Le 24 mars dernier, l’agence ouzbèke du nucléaire civil Uzatom et la société publique russe du nucléaire Rosatom ont signé, à Tachkent, deux documents majeurs. Le premier est une feuille de route de coopération, suivie d’un accord entérinant une nouvelle configuration du projet de centrale nucléaire dans la région de Djizak, à environ 200 kilomètres de la capitale Tachkent.
Après avoir été recentré en 2024 vers un modèle reposant exclusivement sur six réacteurs modulaires RITM-200N de 55 mégawatts chacun, le projet évolue désormais vers une configuration hybride, combinant unités de forte et de faible puissance.

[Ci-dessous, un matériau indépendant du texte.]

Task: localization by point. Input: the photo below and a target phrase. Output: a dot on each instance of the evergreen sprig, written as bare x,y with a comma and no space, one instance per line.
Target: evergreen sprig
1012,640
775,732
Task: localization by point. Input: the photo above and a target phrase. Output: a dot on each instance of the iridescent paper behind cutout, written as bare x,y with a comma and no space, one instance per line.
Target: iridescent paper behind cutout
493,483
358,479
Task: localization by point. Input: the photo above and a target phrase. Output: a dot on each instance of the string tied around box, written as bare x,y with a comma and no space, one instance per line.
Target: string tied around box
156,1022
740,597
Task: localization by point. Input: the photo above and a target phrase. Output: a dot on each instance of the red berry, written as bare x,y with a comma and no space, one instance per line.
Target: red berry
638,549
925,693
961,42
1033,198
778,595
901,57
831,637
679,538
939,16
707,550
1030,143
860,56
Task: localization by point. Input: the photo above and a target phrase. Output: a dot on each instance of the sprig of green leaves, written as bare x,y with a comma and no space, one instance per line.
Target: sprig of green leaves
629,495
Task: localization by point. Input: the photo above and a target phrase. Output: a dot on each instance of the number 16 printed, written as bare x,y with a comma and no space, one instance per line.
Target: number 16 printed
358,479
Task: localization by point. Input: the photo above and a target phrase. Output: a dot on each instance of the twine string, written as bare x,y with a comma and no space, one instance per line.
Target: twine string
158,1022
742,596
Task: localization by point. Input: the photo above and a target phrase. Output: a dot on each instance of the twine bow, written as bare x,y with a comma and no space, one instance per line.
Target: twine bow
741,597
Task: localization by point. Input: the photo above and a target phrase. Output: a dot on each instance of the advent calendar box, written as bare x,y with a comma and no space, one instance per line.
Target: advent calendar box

Concrètement, il ne s’agit plus seulement de multiplier de petits modules, mais d’associer quelques réacteurs de grande capacité à des unités plus modestes, afin d’augmenter significativement la production totale.
Le projet avait déjà essuyé un revirement. En 2018, la société d’État russe Rosatom et le gouvernement ouzbek, alors représenté au plus haut niveau par le Premier ministre Abdullah Aripov, visaient des réacteurs géants VVER-1000 (2 400 mégawatts cumulés), tandis que la fourniture de six petits réacteurs nucléaires avait été évoquée auparavant.
L’accord actuel prévoit une nouvelle configuration de la station : le projet comprendra deux unités de haute puissance basées sur des réacteurs VVER-1000 de génération III + (1 gigawatt chacun) et deux unités de faible puissance équipées de réacteurs RITM-200N d’une capacité de 55 mégawatts, détaille le média Gazeta.uz. La capacité totale de l’installation sera de 2 110 mégawatts.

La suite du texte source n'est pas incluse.